Gruppenbild mit Herr: Paul Langevin, umringt von Frauen. Links von ihm steht Marie Curie, mit der ihn eine leidenschaftliche Affäre verband. Als die Liaison zwischen der Wissenschaftlerin und dem verheirateten vierfachen Vater öffentlich wurde, brach ein Sturm der Entrüstung los, der sich jedoch vor allem gegen Curie richtete.

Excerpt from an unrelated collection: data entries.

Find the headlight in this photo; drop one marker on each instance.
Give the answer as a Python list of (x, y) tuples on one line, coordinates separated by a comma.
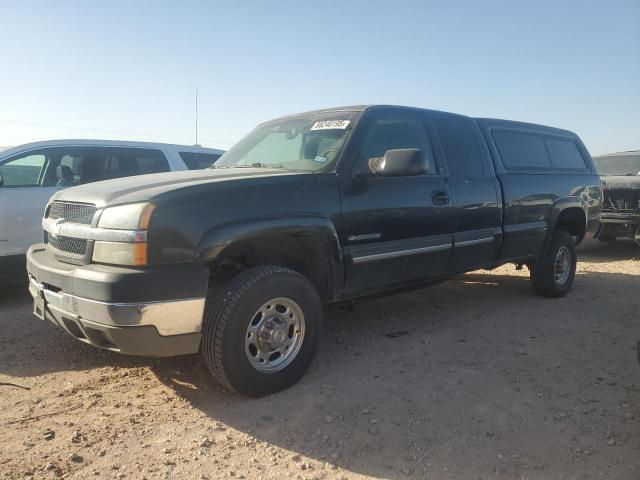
[(135, 218), (120, 253)]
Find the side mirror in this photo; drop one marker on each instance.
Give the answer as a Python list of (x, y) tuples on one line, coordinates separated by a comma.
[(400, 163)]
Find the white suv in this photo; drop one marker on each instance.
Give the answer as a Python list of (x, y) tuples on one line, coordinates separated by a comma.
[(31, 173)]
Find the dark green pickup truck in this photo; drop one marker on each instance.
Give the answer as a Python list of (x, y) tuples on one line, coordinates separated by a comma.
[(236, 261)]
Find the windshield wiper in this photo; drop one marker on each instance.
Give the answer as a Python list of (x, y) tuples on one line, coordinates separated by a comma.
[(253, 165), (266, 165)]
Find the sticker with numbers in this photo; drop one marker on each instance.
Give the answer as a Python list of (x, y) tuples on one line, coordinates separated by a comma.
[(331, 125)]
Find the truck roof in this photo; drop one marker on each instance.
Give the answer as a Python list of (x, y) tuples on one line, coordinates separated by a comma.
[(488, 122)]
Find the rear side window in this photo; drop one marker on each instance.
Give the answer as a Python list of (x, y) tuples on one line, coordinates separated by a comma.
[(565, 154), (396, 130), (521, 150), (460, 144), (197, 161), (23, 171), (69, 166)]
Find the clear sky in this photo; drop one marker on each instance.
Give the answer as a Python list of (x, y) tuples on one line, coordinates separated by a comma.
[(129, 69)]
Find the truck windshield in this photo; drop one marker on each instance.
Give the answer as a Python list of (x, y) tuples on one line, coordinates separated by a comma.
[(623, 164), (307, 142)]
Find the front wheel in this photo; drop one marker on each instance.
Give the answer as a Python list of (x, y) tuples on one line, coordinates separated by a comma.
[(553, 274), (261, 330)]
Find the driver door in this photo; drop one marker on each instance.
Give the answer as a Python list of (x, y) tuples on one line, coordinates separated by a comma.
[(396, 229)]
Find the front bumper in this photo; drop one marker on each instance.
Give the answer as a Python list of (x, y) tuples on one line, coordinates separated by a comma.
[(151, 312)]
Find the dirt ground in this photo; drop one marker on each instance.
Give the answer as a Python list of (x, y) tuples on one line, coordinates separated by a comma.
[(489, 382)]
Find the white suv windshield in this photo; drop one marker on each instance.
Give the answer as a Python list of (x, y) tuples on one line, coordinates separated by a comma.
[(308, 142)]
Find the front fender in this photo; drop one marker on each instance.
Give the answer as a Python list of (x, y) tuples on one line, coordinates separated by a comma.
[(317, 229)]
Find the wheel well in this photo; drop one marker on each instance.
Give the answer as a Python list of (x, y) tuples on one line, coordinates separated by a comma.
[(305, 254), (573, 221)]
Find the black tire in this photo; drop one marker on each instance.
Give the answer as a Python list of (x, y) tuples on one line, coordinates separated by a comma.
[(228, 314), (543, 271)]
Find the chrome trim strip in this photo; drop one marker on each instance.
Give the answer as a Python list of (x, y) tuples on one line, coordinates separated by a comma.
[(400, 253), (478, 241), (86, 232), (170, 317), (520, 227)]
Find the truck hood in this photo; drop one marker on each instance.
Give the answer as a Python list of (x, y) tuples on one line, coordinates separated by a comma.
[(143, 188), (622, 182)]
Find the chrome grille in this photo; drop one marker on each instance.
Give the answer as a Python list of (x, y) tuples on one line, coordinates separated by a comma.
[(72, 212), (76, 246)]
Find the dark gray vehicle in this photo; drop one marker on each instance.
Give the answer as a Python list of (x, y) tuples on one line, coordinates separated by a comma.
[(620, 174), (310, 209)]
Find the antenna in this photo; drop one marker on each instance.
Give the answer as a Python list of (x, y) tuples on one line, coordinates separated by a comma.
[(196, 117)]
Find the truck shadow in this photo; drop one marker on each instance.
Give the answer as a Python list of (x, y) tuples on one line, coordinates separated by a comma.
[(605, 252), (476, 360), (460, 371)]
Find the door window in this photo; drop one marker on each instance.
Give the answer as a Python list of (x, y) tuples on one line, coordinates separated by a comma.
[(395, 131), (196, 160), (23, 171), (460, 143)]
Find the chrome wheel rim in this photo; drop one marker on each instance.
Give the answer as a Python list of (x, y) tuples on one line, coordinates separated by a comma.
[(562, 268), (274, 335)]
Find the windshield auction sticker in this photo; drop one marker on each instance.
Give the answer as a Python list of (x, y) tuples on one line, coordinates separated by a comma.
[(331, 125)]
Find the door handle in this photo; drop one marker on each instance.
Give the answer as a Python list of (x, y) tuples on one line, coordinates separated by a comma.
[(440, 197)]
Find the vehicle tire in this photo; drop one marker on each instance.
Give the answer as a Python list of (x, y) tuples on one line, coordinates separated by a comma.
[(261, 330), (553, 274)]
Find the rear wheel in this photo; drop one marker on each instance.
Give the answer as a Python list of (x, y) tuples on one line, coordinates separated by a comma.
[(553, 274), (261, 330)]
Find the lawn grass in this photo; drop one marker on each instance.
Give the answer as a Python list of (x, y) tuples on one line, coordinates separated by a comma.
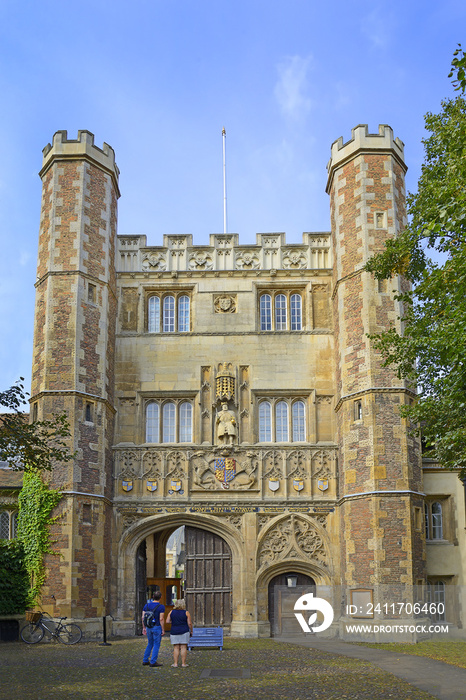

Langevin hatte weit weniger auszustehen. Als ihn der Journalist Gustave Téry als "Rüpel und Feigling" bezeichnet hatte, forderte Langevin diesen zum Duell auf, das am 26. November 1911 im Bois de Vincennes stattfand - jedoch nur symbolisch, da keiner der beiden abfeuerte. Langevin beendete die Beziehung zu Curie und kehrte zu seiner Ehefrau zurück. Mit deren Billigung nahm er sich erneut eine Geliebte - und heuerte als Angestellter Curies in deren Labor an.